There is no spectacle near as rejuvenating as the depressed flight of a defeated end.
Tuesday, February 3, 2009
spirit bandaging
On the ride back, you can’t stop peering back into the back of the truck to look at Maya and her husband. She talks with amazing, theatrical hand movements, as if always describing something big and wondrous. Her husband listens in rapt attention, as if proud of his wife’s cuteness. At times he sits down at her knee. Other times he sits on the bench and she rests her head on his lap. When we pick up yet another patient who’s had a rod removed from a fractured femur, they sit close together, their heads so very near as if sharing some secret joke. You could watch the two of them for hours on end. It’s one of the most ethereal sights possible – two people collectively disentangling and then demolishing the confusion most of us accuse life of, and just being .
You’re already fervidly scheming of how to get her new heart valves. If she dies, you almost believe you will too. She catches you watching through the glass, blushes, giggles, points it out to her husband and the three of you beam teeth at each other.
Rage
You hate your nursing assistant for being an ass and claiming to have said people have refused Maya any assistance at GMCH. You hate yourself for having taken his word. You hate the private Cardiologist you went to visit at a hospital that’s listed with the Prime Minister’s Relief Fund. He charged you Rs750 to sit your ass down on a chair for 4 hours and in the end tell you something you already knew (i.e. that the porcelain doll Nepali girl needs both valves in her heart replaced) and to hand you a certificate worth it’s weight in rabbit droppings. You hate yourself for not have seen it coming. The marble flooring and the airconditioning should’ve given it away. You hate knowing that a familiar self-loathing guilt germinating within you shall soon force you to pay Maya’s husband the money.
You both somehow hate and are relieved that you were proved wrong by an echocardiogram done on Bimla Maya. It is completely normal. She is fine and now can’t wipe a smile off her face. It’s amazing what 800mL of blood this way or that can do to the man.
But that you’ve basically served as an tool in GNRC ripping off Maya Tamang defiles this little victory completely. The meltdown is final and flawless. By the end of the walk out to the car park, you’re so livid you can’t even swallow your own spittle. Liquid lead.
There is no justification. I am down. Come and kick me.
Oh Guwahati!
And then there’s Bimla Maya.

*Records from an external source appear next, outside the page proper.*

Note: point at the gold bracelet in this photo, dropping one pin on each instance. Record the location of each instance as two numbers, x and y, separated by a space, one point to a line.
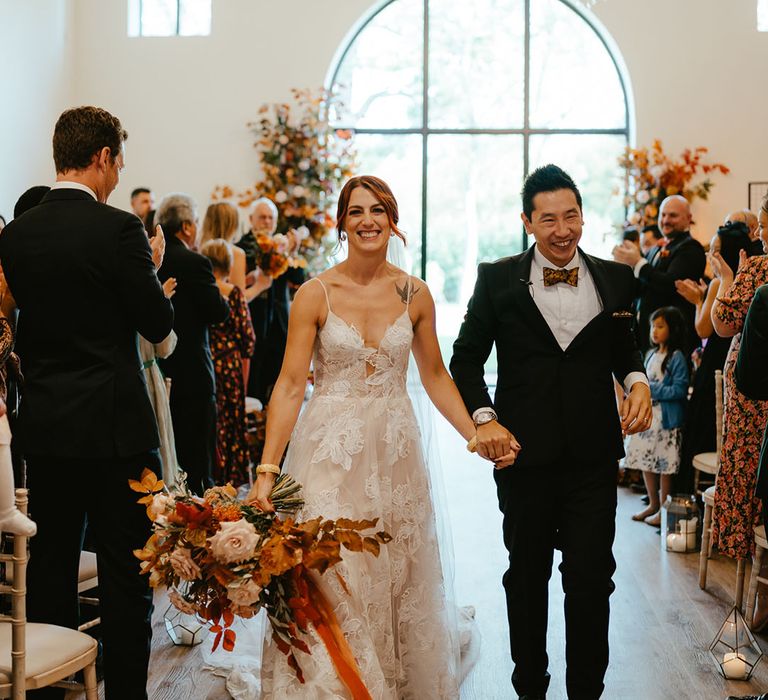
268 469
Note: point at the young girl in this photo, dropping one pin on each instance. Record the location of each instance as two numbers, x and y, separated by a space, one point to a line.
656 452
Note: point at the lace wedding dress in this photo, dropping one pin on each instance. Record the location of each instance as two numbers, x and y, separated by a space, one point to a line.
356 450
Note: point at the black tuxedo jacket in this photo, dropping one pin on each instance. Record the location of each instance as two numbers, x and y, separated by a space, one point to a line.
82 275
558 403
197 304
752 370
683 258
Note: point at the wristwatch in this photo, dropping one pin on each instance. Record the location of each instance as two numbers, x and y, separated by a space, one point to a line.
484 416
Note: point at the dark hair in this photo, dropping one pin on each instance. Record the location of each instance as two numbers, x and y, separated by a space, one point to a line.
379 189
678 333
80 134
31 198
630 234
654 229
548 178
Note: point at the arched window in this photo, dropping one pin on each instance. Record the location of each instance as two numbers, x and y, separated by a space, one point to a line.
453 102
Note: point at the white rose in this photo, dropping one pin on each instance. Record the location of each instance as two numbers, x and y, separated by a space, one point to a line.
236 541
244 593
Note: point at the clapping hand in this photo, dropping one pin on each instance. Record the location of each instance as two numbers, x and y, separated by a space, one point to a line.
626 253
695 292
157 244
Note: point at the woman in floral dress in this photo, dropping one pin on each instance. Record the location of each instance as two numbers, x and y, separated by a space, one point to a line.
737 510
232 341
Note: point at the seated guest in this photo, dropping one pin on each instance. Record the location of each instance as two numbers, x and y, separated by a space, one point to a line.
737 509
699 431
232 342
143 204
197 304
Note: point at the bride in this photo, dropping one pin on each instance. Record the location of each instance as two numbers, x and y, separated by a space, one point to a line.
356 450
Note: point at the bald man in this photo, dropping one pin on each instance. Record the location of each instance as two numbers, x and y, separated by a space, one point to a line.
678 257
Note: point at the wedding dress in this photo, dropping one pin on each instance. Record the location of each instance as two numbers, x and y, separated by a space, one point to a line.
357 452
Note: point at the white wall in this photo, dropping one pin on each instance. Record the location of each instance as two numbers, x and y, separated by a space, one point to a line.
696 67
35 87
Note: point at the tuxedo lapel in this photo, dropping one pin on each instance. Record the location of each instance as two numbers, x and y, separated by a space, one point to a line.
522 296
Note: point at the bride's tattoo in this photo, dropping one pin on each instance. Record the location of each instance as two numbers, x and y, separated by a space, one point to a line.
407 292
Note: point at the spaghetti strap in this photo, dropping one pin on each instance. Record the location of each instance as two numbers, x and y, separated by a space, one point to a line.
325 291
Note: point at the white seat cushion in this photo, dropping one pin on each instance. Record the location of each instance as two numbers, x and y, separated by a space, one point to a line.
48 647
706 462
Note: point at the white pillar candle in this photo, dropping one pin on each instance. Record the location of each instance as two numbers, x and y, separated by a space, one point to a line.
734 666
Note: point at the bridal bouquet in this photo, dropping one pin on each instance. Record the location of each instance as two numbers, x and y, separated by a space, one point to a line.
221 558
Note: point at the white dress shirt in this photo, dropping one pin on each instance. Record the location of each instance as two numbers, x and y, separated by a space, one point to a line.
69 185
566 309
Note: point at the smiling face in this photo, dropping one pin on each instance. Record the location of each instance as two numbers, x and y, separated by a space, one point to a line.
556 224
366 222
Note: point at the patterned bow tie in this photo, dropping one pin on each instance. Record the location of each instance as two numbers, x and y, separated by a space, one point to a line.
552 276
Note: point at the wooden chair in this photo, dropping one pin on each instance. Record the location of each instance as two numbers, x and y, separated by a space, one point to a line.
709 462
34 655
761 545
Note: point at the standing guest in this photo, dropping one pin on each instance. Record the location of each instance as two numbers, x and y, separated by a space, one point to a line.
737 509
86 425
699 432
649 239
197 304
269 303
656 451
562 324
142 204
232 343
681 257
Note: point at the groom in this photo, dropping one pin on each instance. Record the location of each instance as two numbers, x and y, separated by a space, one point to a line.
562 324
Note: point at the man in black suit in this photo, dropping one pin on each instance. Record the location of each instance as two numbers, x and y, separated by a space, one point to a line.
681 257
752 381
197 304
269 304
562 326
83 276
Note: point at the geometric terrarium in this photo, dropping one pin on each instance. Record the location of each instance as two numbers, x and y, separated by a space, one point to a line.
734 649
183 629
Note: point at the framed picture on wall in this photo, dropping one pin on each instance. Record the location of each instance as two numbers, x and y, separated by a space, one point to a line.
757 190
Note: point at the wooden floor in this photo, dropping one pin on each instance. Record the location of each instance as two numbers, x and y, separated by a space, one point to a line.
661 623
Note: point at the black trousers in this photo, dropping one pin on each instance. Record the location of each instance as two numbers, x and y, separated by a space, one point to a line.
194 431
63 494
570 507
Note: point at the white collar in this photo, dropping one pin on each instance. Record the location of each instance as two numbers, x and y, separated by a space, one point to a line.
69 185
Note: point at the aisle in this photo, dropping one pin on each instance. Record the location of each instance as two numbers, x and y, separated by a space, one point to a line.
661 622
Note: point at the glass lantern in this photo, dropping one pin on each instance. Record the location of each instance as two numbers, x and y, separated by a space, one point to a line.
734 649
184 629
680 524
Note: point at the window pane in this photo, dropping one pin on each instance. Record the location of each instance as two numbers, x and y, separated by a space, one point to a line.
591 161
396 159
476 63
158 17
195 19
380 78
574 83
473 215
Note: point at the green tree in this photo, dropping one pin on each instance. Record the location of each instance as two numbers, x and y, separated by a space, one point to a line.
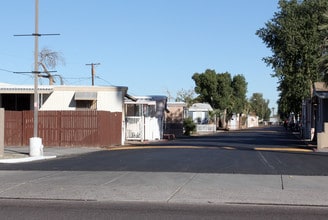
260 106
323 63
239 87
186 96
294 38
207 87
225 94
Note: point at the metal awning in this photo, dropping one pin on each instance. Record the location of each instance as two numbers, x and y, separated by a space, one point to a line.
85 96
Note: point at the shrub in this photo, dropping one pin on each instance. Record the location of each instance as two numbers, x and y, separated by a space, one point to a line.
189 126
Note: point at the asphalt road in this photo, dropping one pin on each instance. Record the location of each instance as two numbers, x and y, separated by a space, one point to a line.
79 210
268 150
195 169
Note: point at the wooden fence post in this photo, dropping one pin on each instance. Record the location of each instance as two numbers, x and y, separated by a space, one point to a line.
2 131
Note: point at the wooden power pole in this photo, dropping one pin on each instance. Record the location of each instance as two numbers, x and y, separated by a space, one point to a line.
93 71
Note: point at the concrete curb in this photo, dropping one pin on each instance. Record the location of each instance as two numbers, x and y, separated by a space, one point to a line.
26 159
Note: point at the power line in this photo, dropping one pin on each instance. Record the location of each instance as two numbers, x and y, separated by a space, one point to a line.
9 71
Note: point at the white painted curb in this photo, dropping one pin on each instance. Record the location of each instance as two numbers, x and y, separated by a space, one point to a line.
26 159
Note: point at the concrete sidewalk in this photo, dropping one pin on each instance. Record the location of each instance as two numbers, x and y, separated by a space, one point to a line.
165 187
21 154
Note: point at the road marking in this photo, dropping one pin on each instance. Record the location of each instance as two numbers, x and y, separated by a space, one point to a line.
265 161
283 149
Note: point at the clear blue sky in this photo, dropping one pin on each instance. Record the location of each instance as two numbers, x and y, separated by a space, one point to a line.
150 46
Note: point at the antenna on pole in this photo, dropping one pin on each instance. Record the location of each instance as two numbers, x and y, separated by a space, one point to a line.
93 71
36 72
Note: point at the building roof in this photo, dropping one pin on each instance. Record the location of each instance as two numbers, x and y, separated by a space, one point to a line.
200 107
46 89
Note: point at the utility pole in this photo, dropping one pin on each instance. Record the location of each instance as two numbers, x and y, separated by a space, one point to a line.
35 142
93 71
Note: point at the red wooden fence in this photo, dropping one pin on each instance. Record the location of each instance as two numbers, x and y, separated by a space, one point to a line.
64 128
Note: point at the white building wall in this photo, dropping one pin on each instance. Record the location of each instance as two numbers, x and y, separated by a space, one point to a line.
59 101
110 101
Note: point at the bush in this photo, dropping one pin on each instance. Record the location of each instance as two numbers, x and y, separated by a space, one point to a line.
189 126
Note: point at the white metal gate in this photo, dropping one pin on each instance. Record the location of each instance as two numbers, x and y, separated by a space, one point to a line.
134 128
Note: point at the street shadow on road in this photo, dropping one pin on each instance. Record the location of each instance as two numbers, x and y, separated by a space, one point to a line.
230 152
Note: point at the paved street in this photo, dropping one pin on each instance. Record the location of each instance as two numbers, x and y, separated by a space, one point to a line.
257 168
269 150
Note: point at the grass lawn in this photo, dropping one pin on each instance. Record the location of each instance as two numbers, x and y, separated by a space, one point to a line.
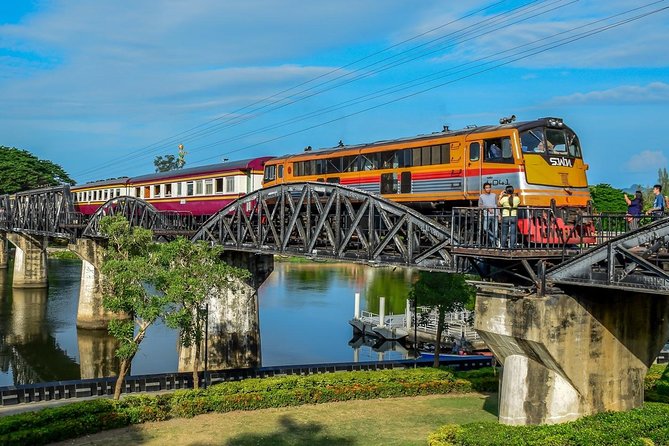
394 421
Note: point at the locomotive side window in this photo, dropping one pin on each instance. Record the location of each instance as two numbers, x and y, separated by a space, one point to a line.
474 151
270 173
556 141
574 148
498 150
532 141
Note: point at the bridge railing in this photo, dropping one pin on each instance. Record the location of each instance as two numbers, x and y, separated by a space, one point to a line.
539 229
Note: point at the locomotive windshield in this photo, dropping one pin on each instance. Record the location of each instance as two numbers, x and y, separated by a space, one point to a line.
551 141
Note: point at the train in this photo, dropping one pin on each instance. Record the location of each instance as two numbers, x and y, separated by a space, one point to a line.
200 191
541 159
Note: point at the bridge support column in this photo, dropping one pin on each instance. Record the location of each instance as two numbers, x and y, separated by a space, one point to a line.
3 250
97 354
570 355
30 261
234 328
91 314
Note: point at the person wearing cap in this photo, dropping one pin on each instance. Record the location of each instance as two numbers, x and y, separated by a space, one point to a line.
509 203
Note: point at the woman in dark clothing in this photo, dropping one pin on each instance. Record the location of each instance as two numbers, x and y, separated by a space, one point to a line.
634 207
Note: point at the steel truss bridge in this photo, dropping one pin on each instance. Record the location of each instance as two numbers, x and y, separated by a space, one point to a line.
331 221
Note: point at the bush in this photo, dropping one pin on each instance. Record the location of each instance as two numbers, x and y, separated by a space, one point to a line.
77 419
61 423
646 426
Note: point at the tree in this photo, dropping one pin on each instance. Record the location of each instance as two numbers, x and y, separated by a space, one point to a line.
170 162
663 179
606 198
21 170
445 293
127 288
189 274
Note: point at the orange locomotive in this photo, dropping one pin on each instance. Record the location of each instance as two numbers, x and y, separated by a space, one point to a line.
541 159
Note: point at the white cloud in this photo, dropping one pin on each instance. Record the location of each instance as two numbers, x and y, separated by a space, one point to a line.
655 92
647 161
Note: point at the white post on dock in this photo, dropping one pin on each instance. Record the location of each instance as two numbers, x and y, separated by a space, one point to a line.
407 315
382 311
356 314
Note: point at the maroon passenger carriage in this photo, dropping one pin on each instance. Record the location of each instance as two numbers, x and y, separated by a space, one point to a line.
200 191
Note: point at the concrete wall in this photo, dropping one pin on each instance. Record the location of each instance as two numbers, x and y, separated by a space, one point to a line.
570 355
30 261
91 313
234 327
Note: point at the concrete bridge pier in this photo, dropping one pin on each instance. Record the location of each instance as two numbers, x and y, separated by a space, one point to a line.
30 261
3 251
573 353
234 329
91 314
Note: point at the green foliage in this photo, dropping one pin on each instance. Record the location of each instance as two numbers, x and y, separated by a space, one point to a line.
445 292
187 275
606 198
61 423
168 162
81 418
21 170
645 426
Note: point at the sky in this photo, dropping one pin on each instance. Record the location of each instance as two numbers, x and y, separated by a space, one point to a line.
103 87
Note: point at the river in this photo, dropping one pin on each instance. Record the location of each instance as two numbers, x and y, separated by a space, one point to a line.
304 309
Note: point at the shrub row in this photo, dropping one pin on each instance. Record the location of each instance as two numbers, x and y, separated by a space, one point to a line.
643 427
77 419
60 423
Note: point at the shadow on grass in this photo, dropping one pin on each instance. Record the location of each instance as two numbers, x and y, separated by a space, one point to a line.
292 433
491 404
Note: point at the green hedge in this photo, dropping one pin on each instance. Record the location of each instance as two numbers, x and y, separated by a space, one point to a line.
82 418
61 423
643 427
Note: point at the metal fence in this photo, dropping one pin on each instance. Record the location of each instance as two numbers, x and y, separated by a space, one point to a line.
538 228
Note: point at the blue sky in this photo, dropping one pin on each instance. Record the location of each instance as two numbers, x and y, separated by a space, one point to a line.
103 87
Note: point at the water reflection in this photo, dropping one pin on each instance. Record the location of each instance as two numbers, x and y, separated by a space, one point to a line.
304 309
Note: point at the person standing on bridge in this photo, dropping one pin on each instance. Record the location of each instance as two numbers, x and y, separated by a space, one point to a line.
658 205
509 203
488 202
634 207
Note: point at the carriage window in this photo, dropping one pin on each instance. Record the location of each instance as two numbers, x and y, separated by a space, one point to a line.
474 151
425 155
436 155
498 150
351 163
445 153
405 157
270 174
417 159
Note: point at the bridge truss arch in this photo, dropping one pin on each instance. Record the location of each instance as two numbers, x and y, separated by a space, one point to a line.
330 221
138 212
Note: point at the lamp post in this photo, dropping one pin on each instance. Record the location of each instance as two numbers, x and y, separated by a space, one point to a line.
206 344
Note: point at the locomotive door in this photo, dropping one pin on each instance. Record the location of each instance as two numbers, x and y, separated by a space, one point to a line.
472 180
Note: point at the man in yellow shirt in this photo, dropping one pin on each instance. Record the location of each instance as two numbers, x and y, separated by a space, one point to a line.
509 203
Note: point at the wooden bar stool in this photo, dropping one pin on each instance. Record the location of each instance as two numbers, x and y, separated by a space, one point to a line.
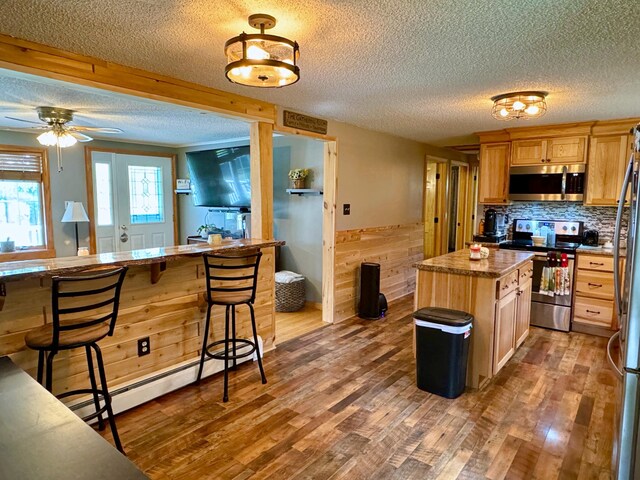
231 281
84 311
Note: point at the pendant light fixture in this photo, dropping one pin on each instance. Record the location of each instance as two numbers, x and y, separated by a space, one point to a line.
519 105
262 60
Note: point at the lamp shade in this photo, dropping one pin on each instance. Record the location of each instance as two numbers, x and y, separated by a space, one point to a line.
75 213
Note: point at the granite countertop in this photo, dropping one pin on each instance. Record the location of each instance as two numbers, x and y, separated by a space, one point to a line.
66 265
607 252
499 263
484 244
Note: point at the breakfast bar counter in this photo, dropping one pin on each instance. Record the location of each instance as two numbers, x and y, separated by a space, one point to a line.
495 290
162 301
67 265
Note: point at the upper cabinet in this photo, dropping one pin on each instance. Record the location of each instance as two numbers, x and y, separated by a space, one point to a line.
494 172
608 156
558 150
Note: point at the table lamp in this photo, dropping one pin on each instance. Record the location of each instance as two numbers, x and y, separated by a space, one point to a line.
75 213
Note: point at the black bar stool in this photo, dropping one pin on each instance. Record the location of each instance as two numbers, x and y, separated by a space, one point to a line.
231 281
76 323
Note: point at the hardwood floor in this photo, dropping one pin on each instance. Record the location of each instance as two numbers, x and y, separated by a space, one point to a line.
295 324
341 403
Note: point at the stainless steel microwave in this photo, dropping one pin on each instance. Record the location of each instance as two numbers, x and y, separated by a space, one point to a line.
547 183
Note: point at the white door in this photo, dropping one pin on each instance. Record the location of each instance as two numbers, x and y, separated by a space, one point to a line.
133 201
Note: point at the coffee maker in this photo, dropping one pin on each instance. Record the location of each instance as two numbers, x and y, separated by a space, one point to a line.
494 227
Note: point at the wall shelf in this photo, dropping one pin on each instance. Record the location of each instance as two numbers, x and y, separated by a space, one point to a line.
304 191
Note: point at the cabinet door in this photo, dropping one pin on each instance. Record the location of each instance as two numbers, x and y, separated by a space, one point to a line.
528 152
567 150
494 173
607 164
523 312
504 335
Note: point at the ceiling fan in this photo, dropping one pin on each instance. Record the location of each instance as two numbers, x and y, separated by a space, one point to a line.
58 133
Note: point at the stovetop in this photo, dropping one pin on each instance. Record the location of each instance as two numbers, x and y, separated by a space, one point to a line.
567 247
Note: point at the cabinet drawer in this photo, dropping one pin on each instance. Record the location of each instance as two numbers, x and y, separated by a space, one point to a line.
593 312
600 263
525 273
595 284
507 284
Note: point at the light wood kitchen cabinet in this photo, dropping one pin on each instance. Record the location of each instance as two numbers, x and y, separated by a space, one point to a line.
494 173
523 314
594 304
608 156
528 152
558 150
513 315
497 297
504 346
567 150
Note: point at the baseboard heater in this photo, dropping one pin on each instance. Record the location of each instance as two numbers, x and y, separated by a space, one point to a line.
155 385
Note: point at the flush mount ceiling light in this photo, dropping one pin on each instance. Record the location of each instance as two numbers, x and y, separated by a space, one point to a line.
519 105
262 60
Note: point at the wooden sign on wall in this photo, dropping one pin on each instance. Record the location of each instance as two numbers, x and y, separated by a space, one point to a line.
304 122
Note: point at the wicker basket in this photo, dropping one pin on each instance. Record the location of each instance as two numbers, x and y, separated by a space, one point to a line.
290 296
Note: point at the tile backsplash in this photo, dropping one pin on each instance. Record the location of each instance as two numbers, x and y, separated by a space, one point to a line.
602 219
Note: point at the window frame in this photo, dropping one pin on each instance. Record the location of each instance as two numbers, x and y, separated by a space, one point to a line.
47 250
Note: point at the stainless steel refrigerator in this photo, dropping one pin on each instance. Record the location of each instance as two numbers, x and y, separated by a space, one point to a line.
626 359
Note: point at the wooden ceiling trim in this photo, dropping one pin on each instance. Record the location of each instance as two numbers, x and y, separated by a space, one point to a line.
49 62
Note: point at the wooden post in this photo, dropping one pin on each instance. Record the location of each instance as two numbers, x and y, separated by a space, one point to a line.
329 230
261 145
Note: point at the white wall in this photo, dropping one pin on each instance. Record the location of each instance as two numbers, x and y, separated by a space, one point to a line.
298 219
70 184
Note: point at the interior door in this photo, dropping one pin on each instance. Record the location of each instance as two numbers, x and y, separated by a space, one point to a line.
133 201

Yet another beaming, pristine, skin-porcelain-clean Nepali lass of 21 who came to you as the week’s second wheezing, sweating, nearly-not-breathing, ticker-barely-ticking heap. Swollen legs, gasping crackling lungs, the works. Her problems amplified by her having a haemoglobin count of 3, roughly a quarter of the norm. Two blood transfusions later, she is in a state fit to move. In the shorter scheme of things, moved to Guwahati. In the larger sense, you wonder towards what and where…..
Friday evening - Unlike most government hospitals, Guwahati Medical College Hospital (GMCH) does not wear it’s squalor like a badge or brandish it like a crutch to prop up a plea of pity. Considering that it is the end point of all of the NorthEast’s ill, it is acceptably clean. Another laborour we’d gotten admitted here for a prolapsed vertebral disc lies on a shared bed with his attender (just because the frugality isn’t advertised doesn’t mean it isn’t there).A case in point is that there is no anaesthesiologist. The only surgeries being done are emergencies. You’re told to take him back and bring him in March. So be it.
The other crusade commences tomorrow.